All of this kind-of reminds me of the Crown ODEP circuitry > highly thoughtful, but complex.
The use of opto-coupling in protection circuits is probably under used but very good.
HOWEVER
When it comes to protecting speakers from DC there has never been a 'LAW calved in stone' stating that -
the output of amplifiers must be DC coupled. Provided you have a capacitance high enough to not introduce
phase shift or current limiting, with AC coupling you really do have fail-safe protection, and achieved in a very simple way.
A capacitor bank to achieve this can be made cost effectively by combining:
a quantity of high value/voltage electrolytics back to back + some bipolars + some quality film types. (all in parallel)
The use of opto-coupling in protection circuits is probably under used but very good.
HOWEVER
When it comes to protecting speakers from DC there has never been a 'LAW calved in stone' stating that -
the output of amplifiers must be DC coupled. Provided you have a capacitance high enough to not introduce
phase shift or current limiting, with AC coupling you really do have fail-safe protection, and achieved in a very simple way.
A capacitor bank to achieve this can be made cost effectively by combining:
a quantity of high value/voltage electrolytics back to back + some bipolars + some quality film types. (all in parallel)
33,000 uF output capacitor….
Could still put out a dangerous enough transient into a cute little 5” woofer.
Could still put out a dangerous enough transient into a cute little 5” woofer.

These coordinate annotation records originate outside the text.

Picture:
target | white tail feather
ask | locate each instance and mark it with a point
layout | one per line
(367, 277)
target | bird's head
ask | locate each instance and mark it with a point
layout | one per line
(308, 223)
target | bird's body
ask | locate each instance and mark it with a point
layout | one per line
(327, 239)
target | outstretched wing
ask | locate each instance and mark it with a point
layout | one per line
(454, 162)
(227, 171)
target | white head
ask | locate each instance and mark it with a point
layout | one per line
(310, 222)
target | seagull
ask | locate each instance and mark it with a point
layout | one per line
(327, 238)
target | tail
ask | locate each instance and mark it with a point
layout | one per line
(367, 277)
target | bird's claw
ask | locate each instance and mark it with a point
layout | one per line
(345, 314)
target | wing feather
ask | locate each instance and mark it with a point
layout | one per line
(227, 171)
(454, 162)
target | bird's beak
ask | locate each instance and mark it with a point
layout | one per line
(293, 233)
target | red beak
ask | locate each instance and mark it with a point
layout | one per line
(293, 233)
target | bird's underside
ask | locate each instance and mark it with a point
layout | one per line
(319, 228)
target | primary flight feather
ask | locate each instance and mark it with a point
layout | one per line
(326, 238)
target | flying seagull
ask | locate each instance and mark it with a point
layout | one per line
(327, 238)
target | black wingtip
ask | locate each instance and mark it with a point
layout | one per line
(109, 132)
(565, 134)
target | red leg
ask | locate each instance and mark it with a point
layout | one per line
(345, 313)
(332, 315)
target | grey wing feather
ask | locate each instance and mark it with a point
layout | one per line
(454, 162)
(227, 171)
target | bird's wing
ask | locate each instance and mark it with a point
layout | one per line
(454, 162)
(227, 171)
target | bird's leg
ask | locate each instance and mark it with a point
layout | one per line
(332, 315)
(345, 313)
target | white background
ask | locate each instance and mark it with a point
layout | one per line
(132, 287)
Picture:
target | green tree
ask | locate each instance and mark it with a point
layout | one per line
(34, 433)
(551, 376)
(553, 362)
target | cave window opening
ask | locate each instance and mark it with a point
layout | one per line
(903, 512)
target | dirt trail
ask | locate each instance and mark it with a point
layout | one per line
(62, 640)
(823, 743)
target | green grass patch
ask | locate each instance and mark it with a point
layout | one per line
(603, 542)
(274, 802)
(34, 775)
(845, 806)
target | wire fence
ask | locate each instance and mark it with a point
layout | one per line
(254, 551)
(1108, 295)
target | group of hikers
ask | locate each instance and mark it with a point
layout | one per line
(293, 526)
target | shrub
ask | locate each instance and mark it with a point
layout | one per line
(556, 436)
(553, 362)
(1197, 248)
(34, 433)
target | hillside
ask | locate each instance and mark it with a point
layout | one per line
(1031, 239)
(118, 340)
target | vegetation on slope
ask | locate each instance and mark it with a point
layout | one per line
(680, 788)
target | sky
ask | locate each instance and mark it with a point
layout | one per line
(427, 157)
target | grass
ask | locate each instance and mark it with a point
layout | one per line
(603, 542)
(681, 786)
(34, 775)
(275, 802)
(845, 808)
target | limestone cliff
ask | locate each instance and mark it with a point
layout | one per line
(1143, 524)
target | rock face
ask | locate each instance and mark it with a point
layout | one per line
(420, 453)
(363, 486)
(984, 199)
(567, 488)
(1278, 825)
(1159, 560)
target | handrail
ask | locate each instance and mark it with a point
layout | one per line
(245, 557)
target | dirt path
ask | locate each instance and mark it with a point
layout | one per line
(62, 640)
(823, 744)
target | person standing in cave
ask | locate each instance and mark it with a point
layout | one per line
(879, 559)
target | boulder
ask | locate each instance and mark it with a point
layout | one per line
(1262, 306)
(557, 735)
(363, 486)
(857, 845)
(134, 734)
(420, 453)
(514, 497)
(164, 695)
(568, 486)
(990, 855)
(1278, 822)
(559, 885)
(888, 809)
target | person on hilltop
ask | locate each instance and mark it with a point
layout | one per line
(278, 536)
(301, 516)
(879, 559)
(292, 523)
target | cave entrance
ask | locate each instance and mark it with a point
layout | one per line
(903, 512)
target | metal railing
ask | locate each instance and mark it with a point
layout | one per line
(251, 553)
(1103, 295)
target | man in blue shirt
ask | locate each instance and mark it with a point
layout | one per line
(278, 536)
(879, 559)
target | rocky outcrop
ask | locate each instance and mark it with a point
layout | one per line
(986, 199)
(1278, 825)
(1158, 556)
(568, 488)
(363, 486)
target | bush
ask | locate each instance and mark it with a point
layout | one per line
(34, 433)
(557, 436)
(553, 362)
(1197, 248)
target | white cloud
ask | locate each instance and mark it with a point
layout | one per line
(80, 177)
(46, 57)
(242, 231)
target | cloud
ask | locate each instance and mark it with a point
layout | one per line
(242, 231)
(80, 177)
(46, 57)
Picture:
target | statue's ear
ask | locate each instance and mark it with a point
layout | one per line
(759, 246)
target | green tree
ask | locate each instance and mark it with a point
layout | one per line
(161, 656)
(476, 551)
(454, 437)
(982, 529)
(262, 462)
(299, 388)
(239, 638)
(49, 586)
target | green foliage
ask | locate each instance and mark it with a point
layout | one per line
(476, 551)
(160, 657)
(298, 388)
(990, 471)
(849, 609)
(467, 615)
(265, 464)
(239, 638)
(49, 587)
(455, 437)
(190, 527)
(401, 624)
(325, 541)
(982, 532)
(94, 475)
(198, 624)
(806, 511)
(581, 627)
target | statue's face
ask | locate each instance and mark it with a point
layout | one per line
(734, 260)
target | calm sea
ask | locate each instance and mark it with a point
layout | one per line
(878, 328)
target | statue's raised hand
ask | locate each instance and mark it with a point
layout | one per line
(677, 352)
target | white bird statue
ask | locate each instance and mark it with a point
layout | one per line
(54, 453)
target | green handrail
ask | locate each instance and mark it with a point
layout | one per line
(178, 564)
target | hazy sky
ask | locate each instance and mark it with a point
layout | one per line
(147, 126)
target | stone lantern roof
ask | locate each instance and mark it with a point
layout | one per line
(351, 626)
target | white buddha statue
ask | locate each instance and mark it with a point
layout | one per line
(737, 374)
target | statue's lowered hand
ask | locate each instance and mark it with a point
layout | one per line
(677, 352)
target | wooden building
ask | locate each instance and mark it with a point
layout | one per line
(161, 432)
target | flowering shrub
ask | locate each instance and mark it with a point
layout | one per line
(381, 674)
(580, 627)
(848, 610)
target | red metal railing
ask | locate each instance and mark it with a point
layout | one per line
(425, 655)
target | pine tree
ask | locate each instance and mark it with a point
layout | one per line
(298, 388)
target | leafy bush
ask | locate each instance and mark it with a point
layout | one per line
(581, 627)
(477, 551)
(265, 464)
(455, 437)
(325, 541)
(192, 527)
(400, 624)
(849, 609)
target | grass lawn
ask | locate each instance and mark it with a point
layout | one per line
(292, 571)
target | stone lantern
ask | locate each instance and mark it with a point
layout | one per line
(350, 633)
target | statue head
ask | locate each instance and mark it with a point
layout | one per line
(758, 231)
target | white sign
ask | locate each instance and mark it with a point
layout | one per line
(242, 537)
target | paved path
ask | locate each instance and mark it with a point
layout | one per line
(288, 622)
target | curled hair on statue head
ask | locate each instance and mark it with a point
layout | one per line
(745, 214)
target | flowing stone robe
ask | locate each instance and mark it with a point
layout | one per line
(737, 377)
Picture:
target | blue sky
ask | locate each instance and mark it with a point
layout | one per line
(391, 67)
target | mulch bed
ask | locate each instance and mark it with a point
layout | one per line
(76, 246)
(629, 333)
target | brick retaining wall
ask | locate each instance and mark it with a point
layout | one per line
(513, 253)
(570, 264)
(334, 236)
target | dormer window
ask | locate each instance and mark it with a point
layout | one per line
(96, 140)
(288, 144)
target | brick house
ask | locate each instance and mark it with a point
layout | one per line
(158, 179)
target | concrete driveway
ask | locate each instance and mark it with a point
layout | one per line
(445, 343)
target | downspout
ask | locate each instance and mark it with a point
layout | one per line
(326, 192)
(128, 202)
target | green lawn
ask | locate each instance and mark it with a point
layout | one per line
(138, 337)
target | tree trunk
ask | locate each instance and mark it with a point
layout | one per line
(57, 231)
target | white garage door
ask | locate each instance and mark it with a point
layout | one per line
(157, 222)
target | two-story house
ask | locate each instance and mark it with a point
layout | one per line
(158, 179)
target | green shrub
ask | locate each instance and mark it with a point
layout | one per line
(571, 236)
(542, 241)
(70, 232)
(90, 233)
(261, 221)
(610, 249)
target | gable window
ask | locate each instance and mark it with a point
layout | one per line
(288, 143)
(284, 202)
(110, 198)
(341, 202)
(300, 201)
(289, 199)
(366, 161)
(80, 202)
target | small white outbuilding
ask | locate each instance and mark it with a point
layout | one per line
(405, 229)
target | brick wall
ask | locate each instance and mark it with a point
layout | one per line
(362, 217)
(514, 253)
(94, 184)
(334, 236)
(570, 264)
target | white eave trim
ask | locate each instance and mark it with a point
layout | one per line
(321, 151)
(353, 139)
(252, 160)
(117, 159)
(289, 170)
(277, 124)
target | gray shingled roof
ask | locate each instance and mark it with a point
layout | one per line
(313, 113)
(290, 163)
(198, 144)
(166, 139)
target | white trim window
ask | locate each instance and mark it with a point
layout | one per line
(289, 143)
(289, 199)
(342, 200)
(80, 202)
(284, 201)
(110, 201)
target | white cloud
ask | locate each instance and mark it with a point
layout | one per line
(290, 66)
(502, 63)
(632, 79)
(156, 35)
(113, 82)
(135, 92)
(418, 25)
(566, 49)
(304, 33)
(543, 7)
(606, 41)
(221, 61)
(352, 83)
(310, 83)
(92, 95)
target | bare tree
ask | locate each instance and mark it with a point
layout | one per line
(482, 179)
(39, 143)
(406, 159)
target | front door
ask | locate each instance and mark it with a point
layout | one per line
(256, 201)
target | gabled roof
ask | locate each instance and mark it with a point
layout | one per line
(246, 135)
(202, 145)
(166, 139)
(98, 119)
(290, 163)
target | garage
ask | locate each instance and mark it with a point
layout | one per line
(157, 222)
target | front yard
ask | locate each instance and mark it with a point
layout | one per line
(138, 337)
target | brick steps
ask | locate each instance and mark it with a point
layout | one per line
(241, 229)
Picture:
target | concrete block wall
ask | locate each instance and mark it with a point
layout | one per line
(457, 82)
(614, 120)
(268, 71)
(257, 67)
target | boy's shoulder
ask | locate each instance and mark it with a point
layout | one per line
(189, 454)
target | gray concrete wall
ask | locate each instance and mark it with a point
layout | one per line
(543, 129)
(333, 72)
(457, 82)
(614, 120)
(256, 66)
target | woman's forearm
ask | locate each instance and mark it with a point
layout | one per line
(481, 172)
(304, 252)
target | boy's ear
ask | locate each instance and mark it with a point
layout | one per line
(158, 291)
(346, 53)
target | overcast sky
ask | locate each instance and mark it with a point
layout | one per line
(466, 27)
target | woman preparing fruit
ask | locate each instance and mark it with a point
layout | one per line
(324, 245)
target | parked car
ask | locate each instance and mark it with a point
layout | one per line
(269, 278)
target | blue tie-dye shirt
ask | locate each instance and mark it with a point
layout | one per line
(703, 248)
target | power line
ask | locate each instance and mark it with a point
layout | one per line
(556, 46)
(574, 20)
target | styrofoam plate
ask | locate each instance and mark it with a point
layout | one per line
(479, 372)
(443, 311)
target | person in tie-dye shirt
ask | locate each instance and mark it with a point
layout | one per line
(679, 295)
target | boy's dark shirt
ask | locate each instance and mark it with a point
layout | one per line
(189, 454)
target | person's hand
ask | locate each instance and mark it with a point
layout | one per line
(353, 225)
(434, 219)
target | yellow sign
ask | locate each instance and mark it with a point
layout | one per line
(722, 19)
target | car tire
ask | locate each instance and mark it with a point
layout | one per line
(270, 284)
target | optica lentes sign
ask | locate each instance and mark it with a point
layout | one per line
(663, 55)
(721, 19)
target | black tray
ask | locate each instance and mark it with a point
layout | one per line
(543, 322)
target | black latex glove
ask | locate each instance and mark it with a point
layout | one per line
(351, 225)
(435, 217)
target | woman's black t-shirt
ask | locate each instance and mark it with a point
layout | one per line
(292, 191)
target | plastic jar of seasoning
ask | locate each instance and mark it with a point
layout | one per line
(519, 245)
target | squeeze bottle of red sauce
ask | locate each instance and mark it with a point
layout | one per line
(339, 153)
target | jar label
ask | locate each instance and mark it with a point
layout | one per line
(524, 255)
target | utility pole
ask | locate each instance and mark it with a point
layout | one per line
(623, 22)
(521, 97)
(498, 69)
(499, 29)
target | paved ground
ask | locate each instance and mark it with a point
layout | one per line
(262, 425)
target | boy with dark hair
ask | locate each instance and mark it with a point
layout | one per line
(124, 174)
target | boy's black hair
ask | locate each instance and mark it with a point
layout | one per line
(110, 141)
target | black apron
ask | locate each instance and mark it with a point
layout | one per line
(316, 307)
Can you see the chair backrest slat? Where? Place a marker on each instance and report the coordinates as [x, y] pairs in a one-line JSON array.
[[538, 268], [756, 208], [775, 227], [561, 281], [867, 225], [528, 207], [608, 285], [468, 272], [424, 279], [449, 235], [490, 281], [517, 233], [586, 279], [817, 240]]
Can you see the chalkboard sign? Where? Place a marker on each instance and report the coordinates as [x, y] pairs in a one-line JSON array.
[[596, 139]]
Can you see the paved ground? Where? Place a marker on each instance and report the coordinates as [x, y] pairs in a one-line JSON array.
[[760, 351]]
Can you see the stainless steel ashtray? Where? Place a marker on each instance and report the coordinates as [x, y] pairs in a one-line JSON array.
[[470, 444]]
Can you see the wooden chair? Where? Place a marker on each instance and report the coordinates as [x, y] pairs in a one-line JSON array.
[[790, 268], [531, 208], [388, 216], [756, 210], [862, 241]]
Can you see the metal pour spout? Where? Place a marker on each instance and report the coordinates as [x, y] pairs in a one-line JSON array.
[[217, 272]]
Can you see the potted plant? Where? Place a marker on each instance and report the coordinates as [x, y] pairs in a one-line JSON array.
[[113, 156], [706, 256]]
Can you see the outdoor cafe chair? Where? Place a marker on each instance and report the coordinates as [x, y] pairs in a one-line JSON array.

For beginners dont believe everything you see or hear on forums, use your common sense and lecture notes, although right now forums might be more helpful on some matters than chatgpt, next gpt update might be able to sort through forums. Sometimes veterans are just having a little fun horsing around. Hope no next generation engineers have had they minds bungled up. Even class A amplifiers burn and their control systems are sometimes as complex as a small computer. Heres an example of a burned out beloved class A amplifier, what a beauty.
The “magic” of SSRs is that they won’t weld their contacts shut in the event of trying to open in the presence of sufficient stored energy in your speaker’s VC. Relays big enough to handle the energy must be used, and they can get big and slow. And expensive. When you can find them for $2.99 from a surplus house thats one thing. But that stock is dwindling all over the world, leaving you to buy new at prices that make a pair of $10 hexfets and a couple assorted small parts quite attractive.SSRs are great and can be used, but they cant do magic outside a certain threshold.
Those ice cube relays were more than fast enough, if the speaker is robust enough to tolerate the amp being run to hard clipping when playing music. But if the speakers are undersized and the amp only used for “headroom” better protection may be needed. And when you start looking at multi kW amps, no reasonable relay is big enough to safely open under all fault conditions. Well, the ones they use for a 5 ton AC compressor are, but you won’t find an amp with one of those in it. Hell, they probably use SSRs in the modern ones anyway.
In post 32 one can gun for 60A performance if the power supply allows especially for those bass bursts in home theatre listening however, the amp will be gone in a flash if anything goes wrong. Since our output sensing is digital in nature one can replace the thyristor with a capacitor further stretching burst performance to 60A, its quite a popular approach, but it gets quiet suddenly😉. The amplifier must also have pleasant clipping nature where the sound gets fuller. The amp should not be like walking on glass when driven hard. That's why some manufacturers stick to house brew EI cores and tube like sounding amplifiers.